Anthropic is comparitively little known outside tech circles compared to OpenAI, Google and so-on. Their long-term survival as a (large) business likely depends on them being known as a market leader with Claude Code and leveraging their first-mover advantage as much as possible.
The business goal of the subscriptions is to grow userbase, increase reputation, brand recognition, etc - ensure people want to give their money to Anthropic well into the future. Other harnesses treat LLM providers as switchable commodities - the exact opposite to this goal.

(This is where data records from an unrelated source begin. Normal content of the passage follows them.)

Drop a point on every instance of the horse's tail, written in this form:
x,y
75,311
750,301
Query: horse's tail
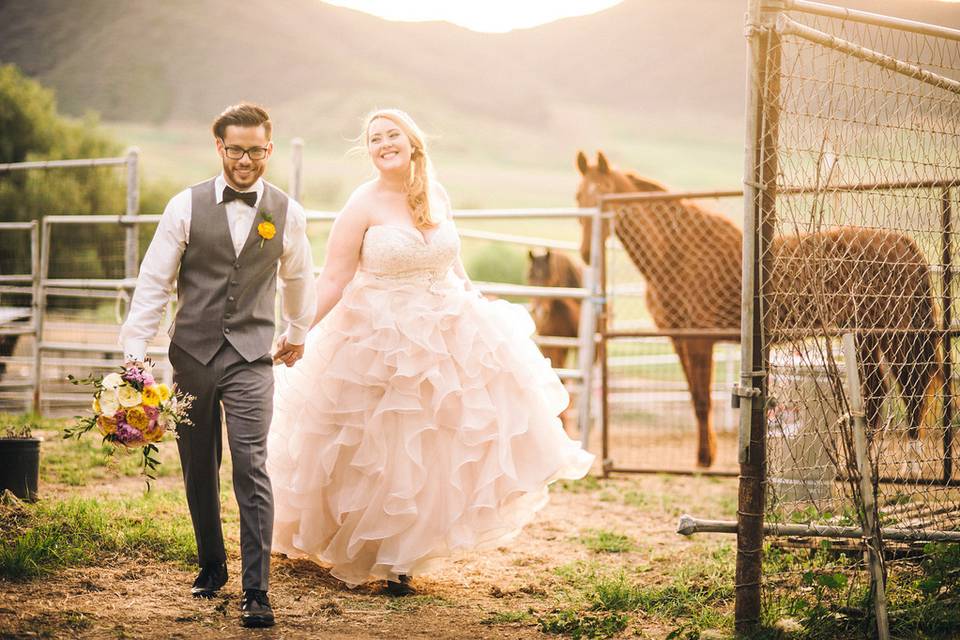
x,y
915,356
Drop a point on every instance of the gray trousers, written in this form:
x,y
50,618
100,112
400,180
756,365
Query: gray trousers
x,y
228,386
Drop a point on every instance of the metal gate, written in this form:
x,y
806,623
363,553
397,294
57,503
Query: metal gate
x,y
853,156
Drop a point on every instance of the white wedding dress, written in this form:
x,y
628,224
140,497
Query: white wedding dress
x,y
421,421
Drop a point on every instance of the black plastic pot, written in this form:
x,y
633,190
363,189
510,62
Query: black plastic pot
x,y
20,466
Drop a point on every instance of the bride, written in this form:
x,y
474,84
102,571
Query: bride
x,y
422,419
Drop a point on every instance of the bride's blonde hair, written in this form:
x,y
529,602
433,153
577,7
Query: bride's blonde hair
x,y
417,184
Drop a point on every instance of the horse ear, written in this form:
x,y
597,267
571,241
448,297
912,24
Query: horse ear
x,y
602,163
582,162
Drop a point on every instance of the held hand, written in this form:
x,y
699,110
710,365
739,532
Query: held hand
x,y
287,353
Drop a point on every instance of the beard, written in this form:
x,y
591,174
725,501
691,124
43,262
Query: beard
x,y
245,180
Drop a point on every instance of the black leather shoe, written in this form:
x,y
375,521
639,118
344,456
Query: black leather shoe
x,y
401,587
255,609
212,577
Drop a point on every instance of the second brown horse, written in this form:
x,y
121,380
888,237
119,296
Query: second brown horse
x,y
871,282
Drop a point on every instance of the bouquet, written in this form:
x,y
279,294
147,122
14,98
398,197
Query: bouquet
x,y
132,410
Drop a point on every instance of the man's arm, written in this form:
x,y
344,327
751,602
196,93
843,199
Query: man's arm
x,y
157,275
297,290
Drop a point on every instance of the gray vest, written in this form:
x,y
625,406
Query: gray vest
x,y
222,296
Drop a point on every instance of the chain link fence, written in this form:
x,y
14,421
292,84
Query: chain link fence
x,y
65,259
848,451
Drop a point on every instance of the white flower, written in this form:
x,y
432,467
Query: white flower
x,y
109,403
128,396
111,381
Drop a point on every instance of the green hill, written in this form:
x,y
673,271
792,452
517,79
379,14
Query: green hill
x,y
656,83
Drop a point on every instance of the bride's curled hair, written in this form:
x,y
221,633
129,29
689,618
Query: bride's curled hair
x,y
417,184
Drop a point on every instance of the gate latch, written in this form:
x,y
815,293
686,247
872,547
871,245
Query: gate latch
x,y
740,391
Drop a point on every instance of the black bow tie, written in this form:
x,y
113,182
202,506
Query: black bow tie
x,y
249,197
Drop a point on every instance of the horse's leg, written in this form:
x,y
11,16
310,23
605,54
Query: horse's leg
x,y
696,358
914,363
872,386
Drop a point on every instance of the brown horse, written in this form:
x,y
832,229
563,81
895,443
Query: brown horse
x,y
555,316
845,278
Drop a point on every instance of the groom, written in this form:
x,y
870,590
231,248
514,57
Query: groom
x,y
225,241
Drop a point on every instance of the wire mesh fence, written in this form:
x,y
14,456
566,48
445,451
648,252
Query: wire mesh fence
x,y
19,254
858,154
72,255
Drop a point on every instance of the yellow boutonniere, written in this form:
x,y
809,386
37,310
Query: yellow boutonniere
x,y
266,229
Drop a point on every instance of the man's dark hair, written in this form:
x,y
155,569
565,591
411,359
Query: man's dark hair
x,y
244,114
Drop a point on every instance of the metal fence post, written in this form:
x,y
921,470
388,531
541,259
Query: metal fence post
x,y
37,310
41,273
946,262
296,169
760,170
587,330
871,527
131,262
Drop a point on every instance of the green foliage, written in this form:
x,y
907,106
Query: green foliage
x,y
585,484
498,263
33,130
21,430
600,541
508,617
40,538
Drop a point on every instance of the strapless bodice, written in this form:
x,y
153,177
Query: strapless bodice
x,y
399,252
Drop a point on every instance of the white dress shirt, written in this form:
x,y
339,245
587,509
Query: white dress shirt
x,y
158,272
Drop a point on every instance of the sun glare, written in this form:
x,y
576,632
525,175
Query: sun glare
x,y
489,16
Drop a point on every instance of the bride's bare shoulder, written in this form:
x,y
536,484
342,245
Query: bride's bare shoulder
x,y
360,202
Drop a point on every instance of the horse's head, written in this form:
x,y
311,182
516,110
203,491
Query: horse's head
x,y
595,181
539,272
598,180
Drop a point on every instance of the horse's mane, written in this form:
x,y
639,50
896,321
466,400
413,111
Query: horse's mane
x,y
640,183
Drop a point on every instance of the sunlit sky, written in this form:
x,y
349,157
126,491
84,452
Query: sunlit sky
x,y
479,15
483,15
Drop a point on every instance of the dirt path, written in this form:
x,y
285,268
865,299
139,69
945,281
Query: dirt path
x,y
121,598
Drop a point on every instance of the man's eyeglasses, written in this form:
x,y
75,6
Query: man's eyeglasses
x,y
235,153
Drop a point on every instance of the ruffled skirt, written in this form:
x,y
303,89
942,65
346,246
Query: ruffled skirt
x,y
421,421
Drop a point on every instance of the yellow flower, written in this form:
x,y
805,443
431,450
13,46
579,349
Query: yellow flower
x,y
138,418
151,396
155,434
128,396
106,425
266,231
108,402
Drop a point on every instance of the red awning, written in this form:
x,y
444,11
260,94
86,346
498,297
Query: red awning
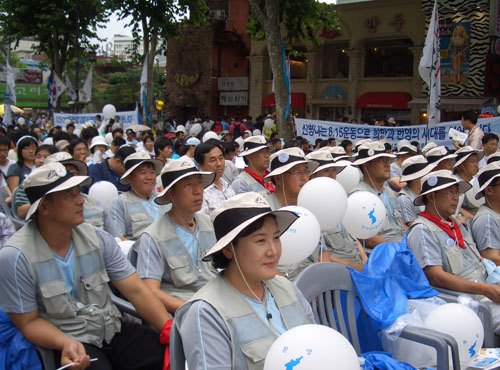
x,y
298,100
381,100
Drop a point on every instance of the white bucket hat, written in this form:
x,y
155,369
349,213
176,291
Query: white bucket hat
x,y
439,180
135,160
325,160
415,167
370,151
47,179
438,154
240,211
486,176
464,153
179,169
253,144
285,159
66,158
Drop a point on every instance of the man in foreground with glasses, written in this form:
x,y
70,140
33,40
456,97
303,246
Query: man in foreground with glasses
x,y
443,247
375,163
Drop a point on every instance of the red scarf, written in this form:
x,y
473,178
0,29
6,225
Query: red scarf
x,y
453,230
269,186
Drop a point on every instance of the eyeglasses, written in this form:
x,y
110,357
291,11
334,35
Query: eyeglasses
x,y
299,173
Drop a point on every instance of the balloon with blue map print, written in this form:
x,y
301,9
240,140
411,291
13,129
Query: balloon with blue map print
x,y
311,347
461,323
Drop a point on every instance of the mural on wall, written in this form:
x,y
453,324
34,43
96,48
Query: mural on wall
x,y
472,61
455,55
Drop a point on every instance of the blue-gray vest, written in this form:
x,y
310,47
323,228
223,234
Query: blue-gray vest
x,y
465,263
251,337
182,277
87,315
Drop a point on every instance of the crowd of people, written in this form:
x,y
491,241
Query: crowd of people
x,y
202,204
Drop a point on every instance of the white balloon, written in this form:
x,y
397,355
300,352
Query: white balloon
x,y
108,111
125,246
365,214
311,347
195,129
471,194
108,138
301,238
104,192
326,199
349,177
269,123
462,324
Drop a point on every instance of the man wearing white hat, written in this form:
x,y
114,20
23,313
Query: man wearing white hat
x,y
169,251
374,163
132,211
442,246
256,156
54,274
485,227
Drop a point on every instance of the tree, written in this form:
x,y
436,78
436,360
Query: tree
x,y
60,26
288,22
153,22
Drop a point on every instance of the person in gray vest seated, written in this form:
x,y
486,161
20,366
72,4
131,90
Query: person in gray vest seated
x,y
414,168
485,227
55,273
290,171
256,156
341,245
236,317
375,164
93,210
444,248
131,212
169,251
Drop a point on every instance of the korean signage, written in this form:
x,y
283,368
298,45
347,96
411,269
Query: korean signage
x,y
232,83
233,98
314,129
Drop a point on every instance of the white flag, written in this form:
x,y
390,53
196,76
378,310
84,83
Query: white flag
x,y
71,91
11,84
429,69
86,92
58,88
144,81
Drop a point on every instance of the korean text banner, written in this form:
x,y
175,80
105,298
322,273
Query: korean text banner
x,y
314,129
127,118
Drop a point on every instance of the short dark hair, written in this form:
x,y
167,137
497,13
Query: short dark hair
x,y
219,261
124,152
202,149
471,116
161,143
489,136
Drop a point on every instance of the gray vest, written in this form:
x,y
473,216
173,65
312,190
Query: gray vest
x,y
182,277
136,217
93,212
393,228
87,315
251,337
341,244
465,263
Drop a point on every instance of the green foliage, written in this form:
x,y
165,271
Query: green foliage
x,y
297,19
122,88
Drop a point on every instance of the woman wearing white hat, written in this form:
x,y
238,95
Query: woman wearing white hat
x,y
236,317
131,212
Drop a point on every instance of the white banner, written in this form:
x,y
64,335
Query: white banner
x,y
127,118
313,129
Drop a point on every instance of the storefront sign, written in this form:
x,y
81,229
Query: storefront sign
x,y
314,129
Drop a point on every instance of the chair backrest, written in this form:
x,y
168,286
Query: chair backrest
x,y
177,358
333,305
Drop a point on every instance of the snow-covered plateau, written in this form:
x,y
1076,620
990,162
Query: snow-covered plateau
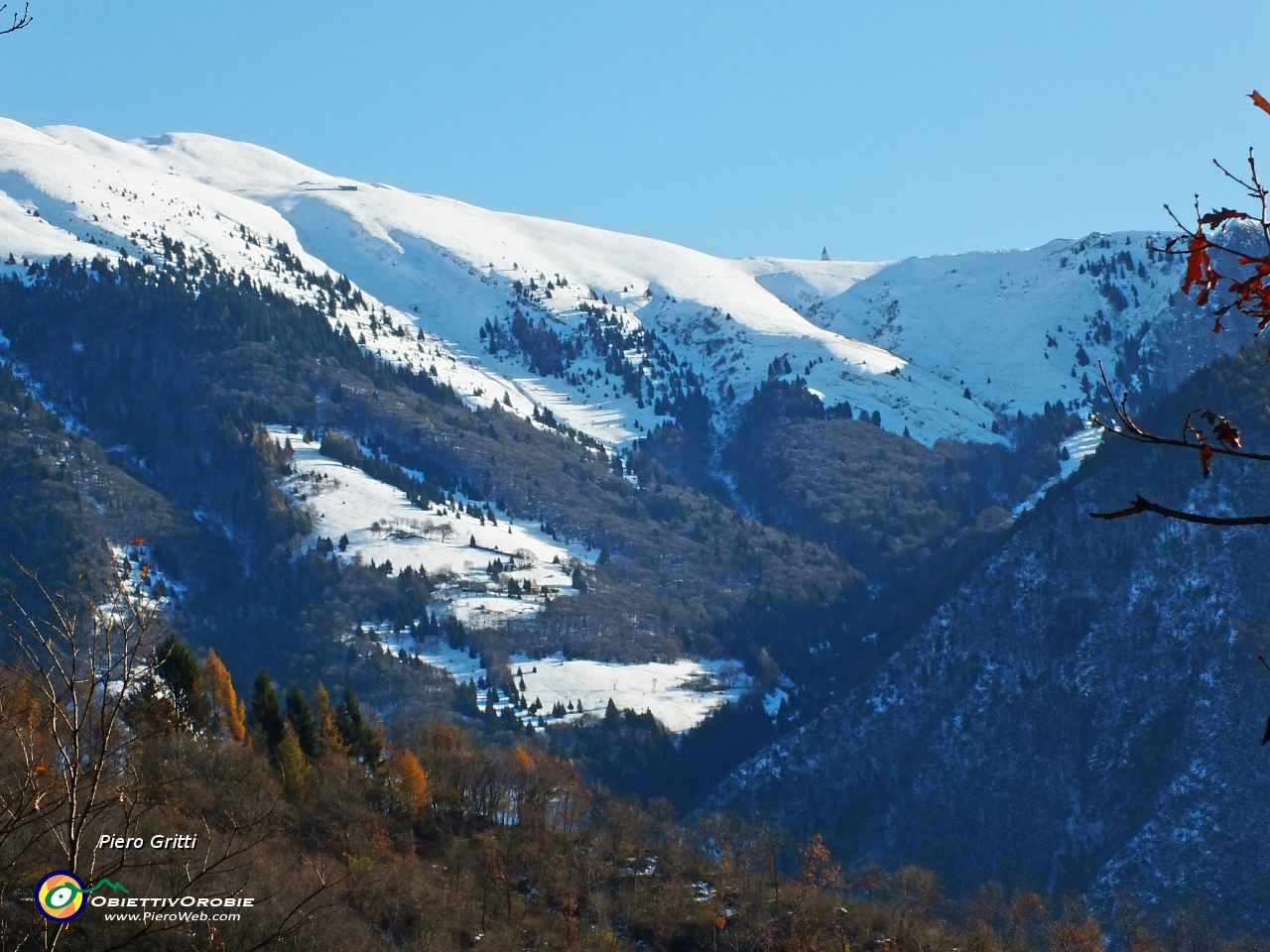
x,y
607,330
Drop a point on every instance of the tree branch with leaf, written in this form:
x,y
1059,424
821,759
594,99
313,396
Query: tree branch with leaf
x,y
1215,264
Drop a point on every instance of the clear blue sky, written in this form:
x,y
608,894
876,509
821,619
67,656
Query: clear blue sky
x,y
880,130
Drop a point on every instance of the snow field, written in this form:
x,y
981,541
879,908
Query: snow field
x,y
1080,445
382,525
680,693
939,345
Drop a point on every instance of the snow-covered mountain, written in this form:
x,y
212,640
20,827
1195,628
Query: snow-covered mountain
x,y
607,330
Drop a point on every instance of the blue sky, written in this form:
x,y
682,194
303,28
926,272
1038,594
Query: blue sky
x,y
879,130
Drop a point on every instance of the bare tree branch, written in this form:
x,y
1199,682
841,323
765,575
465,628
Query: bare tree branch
x,y
19,21
1141,506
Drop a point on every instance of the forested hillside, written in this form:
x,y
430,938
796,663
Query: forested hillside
x,y
1083,711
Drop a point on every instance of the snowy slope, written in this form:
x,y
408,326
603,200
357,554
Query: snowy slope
x,y
1023,327
452,267
453,547
603,329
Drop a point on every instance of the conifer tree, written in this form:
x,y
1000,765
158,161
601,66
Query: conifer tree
x,y
291,763
266,711
302,719
356,730
178,667
327,730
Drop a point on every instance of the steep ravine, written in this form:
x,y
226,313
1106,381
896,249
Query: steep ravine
x,y
1082,715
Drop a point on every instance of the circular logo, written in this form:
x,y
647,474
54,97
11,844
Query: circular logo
x,y
60,896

On the other hand, I can see their point of view because people were costing them a lot of money! So are the people who are Discounters worth the amount of money that they're charging for the AI burning the environment?
Isn't it a normal part of OAuth that a token can be meant for a particular "audience" to use on the user's behalf, and that if some other service is given that same token it should reject it? It's up to each service handling the token to enforce, true. The token belongs to the user, true. I'm just not surprised the token issuer expects the token to be used for that sole purpose.
Yes, the OAuth token is bound to a client ID (The audience is who the token is sent to, i.e. the Claude API).
A traditional server side web app has a client secret used to request tokens and can keep the tokens server side, so the client can prevent others from using its tokens.
Claude code and other native apps are “public clients”. Public clients have a client ID but don’t get a secret. For the device flow like Clause uses you redirect to a localhost server or just give the user a code to enter. You can’t really prevent someone from impersonating the client but the client ID is still only meant for one app to use.